Coordinator of the SLANSA, Adenike Cole stated that the control of small arms and light weapons remains a huge challenge, and that it is part of their objective to sensitise the public so that small arms would not land into the wrong hands.

Working with the Sierra Leone National Commission on Small Arms (SLeNCSA), she said SLANSA sensitise people and raise awareness on issues of human security and that the training was geared towards educating blacksmiths, who are mostly in the trade of producing small arms, so that they would be aufait with the law.

She said the organization’s objective is to mitigate arm violence in communities and ensure that small arms do not land into the wrong hands.

Assistant Inspector General of Police, AL sheik Kamara said arms manufacturing has started years back, hence the need for a law that could control the process.
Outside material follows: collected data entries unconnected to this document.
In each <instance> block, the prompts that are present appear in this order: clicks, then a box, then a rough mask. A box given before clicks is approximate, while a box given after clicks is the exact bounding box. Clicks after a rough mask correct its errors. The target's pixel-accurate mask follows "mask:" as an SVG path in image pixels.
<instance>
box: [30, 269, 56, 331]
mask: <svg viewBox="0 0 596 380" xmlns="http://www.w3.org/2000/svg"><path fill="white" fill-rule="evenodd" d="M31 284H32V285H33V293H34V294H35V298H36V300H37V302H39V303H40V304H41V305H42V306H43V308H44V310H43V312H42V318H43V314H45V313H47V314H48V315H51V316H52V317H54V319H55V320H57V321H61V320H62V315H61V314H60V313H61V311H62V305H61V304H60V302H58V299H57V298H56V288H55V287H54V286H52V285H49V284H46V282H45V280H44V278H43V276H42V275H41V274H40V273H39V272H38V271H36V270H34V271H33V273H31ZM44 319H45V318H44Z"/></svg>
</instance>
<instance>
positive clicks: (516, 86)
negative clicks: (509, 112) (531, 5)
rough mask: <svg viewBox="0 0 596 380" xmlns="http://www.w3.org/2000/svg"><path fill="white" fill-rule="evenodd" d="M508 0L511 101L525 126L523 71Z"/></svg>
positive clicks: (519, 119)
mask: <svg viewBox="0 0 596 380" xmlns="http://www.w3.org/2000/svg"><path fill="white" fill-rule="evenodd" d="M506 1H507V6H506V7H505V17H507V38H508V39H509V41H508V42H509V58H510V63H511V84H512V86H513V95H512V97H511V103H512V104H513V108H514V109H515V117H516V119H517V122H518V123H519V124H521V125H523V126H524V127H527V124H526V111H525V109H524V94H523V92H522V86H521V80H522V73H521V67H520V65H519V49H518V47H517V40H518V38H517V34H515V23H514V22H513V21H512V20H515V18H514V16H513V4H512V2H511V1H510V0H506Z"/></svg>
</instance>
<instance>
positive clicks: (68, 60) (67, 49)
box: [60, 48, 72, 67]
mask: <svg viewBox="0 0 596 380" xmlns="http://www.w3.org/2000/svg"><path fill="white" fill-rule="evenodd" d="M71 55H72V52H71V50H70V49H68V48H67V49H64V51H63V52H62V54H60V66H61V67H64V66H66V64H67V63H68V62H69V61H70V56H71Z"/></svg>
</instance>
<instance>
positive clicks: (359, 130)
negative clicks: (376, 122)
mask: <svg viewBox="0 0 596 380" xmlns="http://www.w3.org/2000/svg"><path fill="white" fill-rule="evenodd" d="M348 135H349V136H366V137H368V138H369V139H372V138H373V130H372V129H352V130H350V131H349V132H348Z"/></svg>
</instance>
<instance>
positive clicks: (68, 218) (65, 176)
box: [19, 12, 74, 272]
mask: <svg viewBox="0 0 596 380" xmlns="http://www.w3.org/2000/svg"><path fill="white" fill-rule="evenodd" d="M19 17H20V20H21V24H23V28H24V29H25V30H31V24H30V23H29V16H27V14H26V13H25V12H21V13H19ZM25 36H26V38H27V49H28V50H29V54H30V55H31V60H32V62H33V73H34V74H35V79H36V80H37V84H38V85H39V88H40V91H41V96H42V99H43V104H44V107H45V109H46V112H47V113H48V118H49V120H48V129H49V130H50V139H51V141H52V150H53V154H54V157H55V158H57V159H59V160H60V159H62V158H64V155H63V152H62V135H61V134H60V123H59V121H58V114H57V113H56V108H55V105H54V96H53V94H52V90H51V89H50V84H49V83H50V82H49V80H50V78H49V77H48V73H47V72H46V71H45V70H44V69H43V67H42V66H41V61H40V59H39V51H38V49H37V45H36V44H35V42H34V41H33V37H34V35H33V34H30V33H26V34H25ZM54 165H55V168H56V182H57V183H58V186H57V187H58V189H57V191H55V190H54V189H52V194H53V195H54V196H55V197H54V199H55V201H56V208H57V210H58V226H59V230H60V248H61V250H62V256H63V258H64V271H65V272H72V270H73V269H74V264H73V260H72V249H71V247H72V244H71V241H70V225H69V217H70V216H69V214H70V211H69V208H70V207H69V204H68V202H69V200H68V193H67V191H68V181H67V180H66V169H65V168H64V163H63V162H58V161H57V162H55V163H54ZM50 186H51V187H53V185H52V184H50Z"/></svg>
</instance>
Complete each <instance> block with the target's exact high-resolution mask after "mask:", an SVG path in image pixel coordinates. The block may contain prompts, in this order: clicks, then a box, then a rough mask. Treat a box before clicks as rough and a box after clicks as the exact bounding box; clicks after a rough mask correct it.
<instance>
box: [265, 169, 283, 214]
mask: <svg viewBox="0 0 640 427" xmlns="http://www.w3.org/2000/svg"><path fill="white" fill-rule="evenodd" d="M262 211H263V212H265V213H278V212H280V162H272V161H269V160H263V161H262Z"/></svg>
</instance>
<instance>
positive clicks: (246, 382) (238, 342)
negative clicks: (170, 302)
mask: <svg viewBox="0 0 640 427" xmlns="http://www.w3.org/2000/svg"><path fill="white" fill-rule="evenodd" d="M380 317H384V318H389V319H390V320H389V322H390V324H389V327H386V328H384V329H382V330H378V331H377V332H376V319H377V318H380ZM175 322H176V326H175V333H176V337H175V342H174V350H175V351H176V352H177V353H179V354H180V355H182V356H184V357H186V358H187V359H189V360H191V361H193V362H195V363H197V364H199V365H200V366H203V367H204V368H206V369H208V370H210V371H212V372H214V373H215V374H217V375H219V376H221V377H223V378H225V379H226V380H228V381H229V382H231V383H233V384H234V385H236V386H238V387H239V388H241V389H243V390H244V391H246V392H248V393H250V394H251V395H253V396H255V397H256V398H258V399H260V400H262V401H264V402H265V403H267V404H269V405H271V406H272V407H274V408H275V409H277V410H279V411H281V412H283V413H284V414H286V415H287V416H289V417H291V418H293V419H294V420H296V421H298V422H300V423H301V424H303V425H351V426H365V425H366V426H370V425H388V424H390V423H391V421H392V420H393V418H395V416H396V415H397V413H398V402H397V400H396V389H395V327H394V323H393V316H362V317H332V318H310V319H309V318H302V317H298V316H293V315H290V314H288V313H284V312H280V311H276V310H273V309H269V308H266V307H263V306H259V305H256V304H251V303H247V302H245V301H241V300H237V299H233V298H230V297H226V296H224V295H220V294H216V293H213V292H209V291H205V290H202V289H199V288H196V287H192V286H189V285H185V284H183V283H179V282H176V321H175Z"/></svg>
“We know you are producing arms for good reasons but we are concern that you should do it within the ambit of the law. We would not criminalise you at all but the law dictates that you should have license to produce arms,” he said.

He noted the need for a control measure as to who produce, handle and use small arms so that the security would be in a position to protect the country.

He said the police was well aware of the fact that blacksmiths were engaged in arms manufacturing, thus admonishing them not to do the trade in a clandestine environment.

Director, Office of National Security (ONS), Francis Languba Keili, said the meeting with blacksmith was timely and that it’s a good initiative towards the safety of people in Sierra Leone.

He added that blacksmiths have the tendency and capacity to produce short guns which are sometimes used by people to kill and shot people in the country.

“The Commission is still relatively new and hasn’t been able to register and licensed some of the small arms in the provinces,” he said, adding that the blacksmiths have a responsibility to register and license the guns or arms they manufacture.

He stated that manufacturing short guns illegally is a crime and culpable under law in Sierra Leone, assuring of ONS continuous support towards the work of SLANSA in the country.